Kreistag

Politik mit Augenmaß

„Der Kreistag ist das Hauptorgan des Landkreises. Er legt die Grundsätze für die Verwaltung des Landkreises fest.“ In dieses Gremium entsenden die Einwohner der Städte und Gemeinden bei der Kreistagswahl ihre Vertreter.

Im Kreis Ludwigsburg besteht der Kreistag aus mindestens 84 Mitglieder. Die Mitglieder des Kreistages werden in 14 Wahlkreisen gewählt. Durch das Wahlsystem bedingt kann und wird es Überhang- und Ausgleichsmandate geben. Dies kommt zustande, weil zunächst in jedem der 14 Wahlkreise aufgrund des im Wahlkreis erzielten Ergebnisses die Sitze nach den Wahlvorschlägen verteilt werden.

Nach der Kommunalwahl am 7. Juni 2009 umfasst die CDU Fraktion des Kreistages 29 Sitze und ist damit auch die stärkste Frakion im Kreistag.

Alle für den Kreis bedeutenden Entscheidungen werden im Kreistag getroffen. Vorbereitet werden die Entscheidungen des Kreistages in Ausschüssen. Ausschüsse dienen aber nicht nur den Vorbereitungen der Entscheidungen im Kreistag, sie haben in ihrem Aufgabenbereich eigene Entscheidungsbefugnisse.
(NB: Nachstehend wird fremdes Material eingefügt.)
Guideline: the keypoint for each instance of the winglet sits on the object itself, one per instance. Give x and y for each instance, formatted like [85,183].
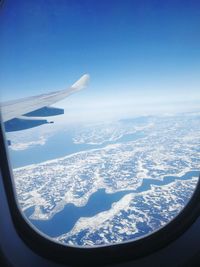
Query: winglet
[81,83]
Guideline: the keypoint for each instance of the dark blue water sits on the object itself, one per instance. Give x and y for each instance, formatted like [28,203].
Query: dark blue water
[63,221]
[58,146]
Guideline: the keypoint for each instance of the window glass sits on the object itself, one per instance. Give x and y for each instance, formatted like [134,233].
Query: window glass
[100,102]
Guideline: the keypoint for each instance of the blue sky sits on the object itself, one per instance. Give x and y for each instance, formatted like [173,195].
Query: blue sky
[136,52]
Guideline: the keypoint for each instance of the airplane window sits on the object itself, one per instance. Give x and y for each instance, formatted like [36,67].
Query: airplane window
[100,103]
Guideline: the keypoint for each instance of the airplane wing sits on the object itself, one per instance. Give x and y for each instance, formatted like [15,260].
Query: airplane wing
[23,113]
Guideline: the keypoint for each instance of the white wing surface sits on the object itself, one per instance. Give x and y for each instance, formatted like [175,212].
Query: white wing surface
[23,113]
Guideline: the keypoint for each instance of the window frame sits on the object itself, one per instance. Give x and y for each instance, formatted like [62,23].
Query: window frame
[97,255]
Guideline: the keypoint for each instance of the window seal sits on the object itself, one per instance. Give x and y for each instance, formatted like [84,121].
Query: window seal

Derzeit gibt es folgende Ausschüsse:

  • Verwaltungsausschuss (CDU-Sprecher Manfred Hollenbach)
  • Ausschuss für Umwelt und Technik (CDU-Sprecher Albrecht Fischer)
  • Sozialausschuss (CDU-Sprecher Steffen Bühler)
  • Kultur- und Schulausschuss (CDU-Sprecher Horst Stegmaier)
  • Jugendhilfeausschuss (CDU-Sprecherin Claudia Thannheimer).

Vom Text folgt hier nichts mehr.